Регина подняла брата, спрятав за его тельцем лицо. Она подождала, пока с лица не сойдет краска смущения, представив себя охотником, попавшим в собственную западню. В этот раз Овуор был не прав. Он утверждал, что у нее глаза как у гепарда, но она не увидела, как подошел отец.
— Я думала, ты у старика Готтшалька, — сказала она, заикаясь.
— Мы там и были. Он передает тебе привет и говорит, что рад был бы тебя увидеть. Сходи к нему, Регина. Старику так одиноко. Надо помогать, чем можешь, и помогать добровольно. Мы ведь ничего не можем подарить, кроме себя. Мама уже пошла домой. А я подумал, что мои дети будут мне рады. Но моя дочь выглядит так, как будто воровала яйца и поймана на месте преступления.
Почувствовав разочарование Вальтера, Регина раскаялась. Тяжело поднявшись, точь-в-точь беззубая дряхлая бабка, она положила Макса назад, на его подушки, потом медленно подошла к отцу и обняла его так крепко, как будто одними руками могла забрать мысли, о которых ему нельзя было узнать. Дрожь его тела рассказала ей о волнениях прошедшей ночи еще больше, чем его лицо. Регину, хотя она и сопротивлялась, угнетала печаль, давившая на ее совесть; она искала слова, чтобы скрыть сочувствие, но отец опередил ее.
— Ты была не слишком осторожна в выборе своих родителей, — сказал Вальтер, присаживаясь под дерево. — Теперь они хотят поехать с тобой уже во вторую чужую страну.
— Ты хочешь, мама нет.
— Да, Регина, я хочу, и я должен. А ты должна мне помочь.
— Но я же еще ребенок.
— Ты уже не ребенок и знаешь об этом. Хоть ты не доставляй мне проблем. Я бы никогда не простил себе, если бы ты стала из-за меня несчастной.

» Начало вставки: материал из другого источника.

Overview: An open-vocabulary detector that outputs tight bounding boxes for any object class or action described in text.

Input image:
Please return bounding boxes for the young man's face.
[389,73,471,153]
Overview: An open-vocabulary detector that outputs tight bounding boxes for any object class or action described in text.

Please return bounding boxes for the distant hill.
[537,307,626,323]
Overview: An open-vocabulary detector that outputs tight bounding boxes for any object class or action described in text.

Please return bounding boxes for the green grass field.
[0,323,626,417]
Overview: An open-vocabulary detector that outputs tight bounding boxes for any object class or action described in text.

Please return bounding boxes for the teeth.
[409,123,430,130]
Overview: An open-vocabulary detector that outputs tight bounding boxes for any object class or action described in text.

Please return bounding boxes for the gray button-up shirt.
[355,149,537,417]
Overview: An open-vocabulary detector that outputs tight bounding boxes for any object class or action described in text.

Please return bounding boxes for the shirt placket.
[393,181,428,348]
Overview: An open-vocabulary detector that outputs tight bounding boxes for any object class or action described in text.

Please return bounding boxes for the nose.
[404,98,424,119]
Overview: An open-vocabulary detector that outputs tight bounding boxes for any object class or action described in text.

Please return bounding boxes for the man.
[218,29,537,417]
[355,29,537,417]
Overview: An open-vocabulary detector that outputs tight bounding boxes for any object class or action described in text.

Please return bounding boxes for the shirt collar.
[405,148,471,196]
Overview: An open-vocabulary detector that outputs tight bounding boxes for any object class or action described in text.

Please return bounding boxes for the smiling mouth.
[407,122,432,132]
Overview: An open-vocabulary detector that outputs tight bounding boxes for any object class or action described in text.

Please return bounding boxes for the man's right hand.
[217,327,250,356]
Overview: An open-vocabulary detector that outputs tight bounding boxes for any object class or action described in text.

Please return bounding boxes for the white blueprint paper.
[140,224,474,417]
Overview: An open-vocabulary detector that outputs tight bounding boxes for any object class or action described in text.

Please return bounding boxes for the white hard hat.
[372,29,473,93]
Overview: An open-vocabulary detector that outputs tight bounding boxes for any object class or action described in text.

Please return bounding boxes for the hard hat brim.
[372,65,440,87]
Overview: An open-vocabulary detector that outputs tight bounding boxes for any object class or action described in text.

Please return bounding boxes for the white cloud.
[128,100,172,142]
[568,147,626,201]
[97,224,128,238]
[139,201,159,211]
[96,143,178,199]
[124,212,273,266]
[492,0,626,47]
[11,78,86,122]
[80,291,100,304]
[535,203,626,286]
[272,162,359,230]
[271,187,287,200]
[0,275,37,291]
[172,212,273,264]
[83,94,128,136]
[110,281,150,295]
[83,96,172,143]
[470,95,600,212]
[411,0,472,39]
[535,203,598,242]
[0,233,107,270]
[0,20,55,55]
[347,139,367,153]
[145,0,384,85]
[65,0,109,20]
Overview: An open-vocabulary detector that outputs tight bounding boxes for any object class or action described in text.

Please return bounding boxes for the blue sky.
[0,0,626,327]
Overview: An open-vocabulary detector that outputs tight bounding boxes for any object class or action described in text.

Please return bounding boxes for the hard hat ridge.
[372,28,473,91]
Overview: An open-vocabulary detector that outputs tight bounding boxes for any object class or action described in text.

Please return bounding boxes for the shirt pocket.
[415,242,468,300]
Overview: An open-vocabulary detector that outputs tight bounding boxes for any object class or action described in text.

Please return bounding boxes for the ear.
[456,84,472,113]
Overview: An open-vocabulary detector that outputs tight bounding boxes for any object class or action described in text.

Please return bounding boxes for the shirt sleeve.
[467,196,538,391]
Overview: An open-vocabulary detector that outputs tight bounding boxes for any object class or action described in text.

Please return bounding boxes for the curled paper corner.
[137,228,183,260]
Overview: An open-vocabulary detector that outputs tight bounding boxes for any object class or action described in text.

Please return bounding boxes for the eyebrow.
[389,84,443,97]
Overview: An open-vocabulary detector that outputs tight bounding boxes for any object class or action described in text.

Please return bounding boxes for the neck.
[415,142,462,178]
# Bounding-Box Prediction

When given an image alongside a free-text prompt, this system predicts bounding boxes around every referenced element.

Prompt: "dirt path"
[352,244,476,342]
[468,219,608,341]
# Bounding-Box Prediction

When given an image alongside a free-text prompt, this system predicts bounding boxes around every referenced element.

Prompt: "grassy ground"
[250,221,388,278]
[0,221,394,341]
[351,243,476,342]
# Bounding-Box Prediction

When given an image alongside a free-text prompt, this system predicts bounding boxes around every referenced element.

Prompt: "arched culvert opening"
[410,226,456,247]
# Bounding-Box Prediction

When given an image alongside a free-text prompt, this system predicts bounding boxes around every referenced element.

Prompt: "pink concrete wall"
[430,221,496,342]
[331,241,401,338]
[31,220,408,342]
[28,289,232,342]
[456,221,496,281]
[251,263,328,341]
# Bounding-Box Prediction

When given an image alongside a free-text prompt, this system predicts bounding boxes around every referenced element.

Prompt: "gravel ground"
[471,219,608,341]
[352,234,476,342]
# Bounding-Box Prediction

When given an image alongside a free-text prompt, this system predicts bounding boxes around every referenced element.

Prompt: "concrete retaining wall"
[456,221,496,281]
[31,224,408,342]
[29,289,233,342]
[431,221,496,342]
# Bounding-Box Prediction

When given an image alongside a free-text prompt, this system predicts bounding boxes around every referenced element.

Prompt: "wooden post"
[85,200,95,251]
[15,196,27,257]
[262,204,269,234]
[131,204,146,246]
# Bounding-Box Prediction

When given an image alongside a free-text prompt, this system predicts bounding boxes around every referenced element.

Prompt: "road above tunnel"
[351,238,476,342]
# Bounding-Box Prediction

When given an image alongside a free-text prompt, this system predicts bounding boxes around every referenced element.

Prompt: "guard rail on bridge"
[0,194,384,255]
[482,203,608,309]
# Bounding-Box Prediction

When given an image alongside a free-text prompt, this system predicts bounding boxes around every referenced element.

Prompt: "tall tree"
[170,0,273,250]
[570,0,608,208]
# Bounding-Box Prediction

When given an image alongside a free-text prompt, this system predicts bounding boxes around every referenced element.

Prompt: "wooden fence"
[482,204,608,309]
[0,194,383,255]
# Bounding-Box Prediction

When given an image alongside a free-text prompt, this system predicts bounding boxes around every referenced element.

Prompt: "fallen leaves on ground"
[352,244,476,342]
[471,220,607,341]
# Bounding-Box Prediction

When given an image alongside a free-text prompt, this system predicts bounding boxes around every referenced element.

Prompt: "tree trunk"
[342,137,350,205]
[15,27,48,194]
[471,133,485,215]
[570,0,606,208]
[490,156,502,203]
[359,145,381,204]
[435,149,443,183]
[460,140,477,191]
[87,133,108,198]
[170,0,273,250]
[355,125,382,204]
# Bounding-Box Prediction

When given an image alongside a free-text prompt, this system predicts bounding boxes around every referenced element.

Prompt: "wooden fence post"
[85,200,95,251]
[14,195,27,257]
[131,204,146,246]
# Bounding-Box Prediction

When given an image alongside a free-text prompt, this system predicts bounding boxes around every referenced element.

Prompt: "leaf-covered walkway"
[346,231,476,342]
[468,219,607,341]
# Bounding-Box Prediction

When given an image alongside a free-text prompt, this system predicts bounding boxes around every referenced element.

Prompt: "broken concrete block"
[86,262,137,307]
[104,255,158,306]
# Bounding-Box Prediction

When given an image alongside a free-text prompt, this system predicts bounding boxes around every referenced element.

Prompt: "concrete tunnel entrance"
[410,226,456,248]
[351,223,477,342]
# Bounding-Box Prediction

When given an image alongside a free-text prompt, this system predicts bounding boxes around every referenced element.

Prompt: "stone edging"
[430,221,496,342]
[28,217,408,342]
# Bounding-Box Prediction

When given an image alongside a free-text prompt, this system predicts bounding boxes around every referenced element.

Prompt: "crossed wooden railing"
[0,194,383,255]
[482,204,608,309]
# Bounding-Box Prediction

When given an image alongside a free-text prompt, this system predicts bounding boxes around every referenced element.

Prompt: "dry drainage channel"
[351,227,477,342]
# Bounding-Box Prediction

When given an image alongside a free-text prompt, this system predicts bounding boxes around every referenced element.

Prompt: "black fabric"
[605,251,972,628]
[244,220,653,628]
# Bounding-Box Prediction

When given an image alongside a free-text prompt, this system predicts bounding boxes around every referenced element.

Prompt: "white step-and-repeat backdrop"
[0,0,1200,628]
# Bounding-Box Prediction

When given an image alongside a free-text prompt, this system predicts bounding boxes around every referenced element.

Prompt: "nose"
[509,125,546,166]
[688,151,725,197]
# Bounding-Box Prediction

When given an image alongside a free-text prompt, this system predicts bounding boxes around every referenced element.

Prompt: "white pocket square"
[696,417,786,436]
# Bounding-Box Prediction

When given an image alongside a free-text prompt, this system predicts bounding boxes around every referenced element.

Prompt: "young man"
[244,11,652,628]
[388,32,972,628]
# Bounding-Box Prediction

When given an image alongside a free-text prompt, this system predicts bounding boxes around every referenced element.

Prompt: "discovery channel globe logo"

— Почему мы должны ехать в Германию? Другим вот не надо. Инге говорит, ее папа на следующий год станет англичанином. Ты бы тоже мог. Ты же был в армии, а он нет.
— А ты рассказала Инге, что мы хотим вернуться в Германию?
— Да.
— А она что?
— Не знаю. Она со мной больше не разговаривает.
— Не знал, что дети могут быть такими жестокими. Я не хотел причинить тебе боль, — пробормотал Вальтер. — Но попытайся понять меня. Отец Инге, может, и получит английский паспорт, но англичанином от этого не станет. Вот скажи сама, ты можешь себе представить, что его пригласят в английскую семью? Скажем, к твоей драгоценной директрисе?
— К ней — никогда в жизни!
— И ни к кому другому. Вот видишь. Я не хочу быть человеком с чужой фамилией, я должен наконец понять, где же у меня свои. Не могу я больше оставаться bloody refugee, которого никто не воспринимает как полноценного человека, а большинство презирает. Здесь меня всегда будут только терпеть, я всегда буду аутсайдером. Ты хоть представляешь себе вообще, что это значит?
Регина закусила нижнюю губу, но, несмотря на это, сразу же ответила.
— Да, — сказала она, — представляю. — Она задавалась вопросом, представляет ли отец, что ей пришлось пережить за годы учебы, сначала в Накуру, а теперь и здесь, в Найроби. — Здесь, — объяснила она, — еще хуже. В Накуру я была только немкой и еврейкой, а здесь я немка, еврейка и bloody day-scholar[94]. Это куда хуже, чем bloody refugee. Поверь, папа.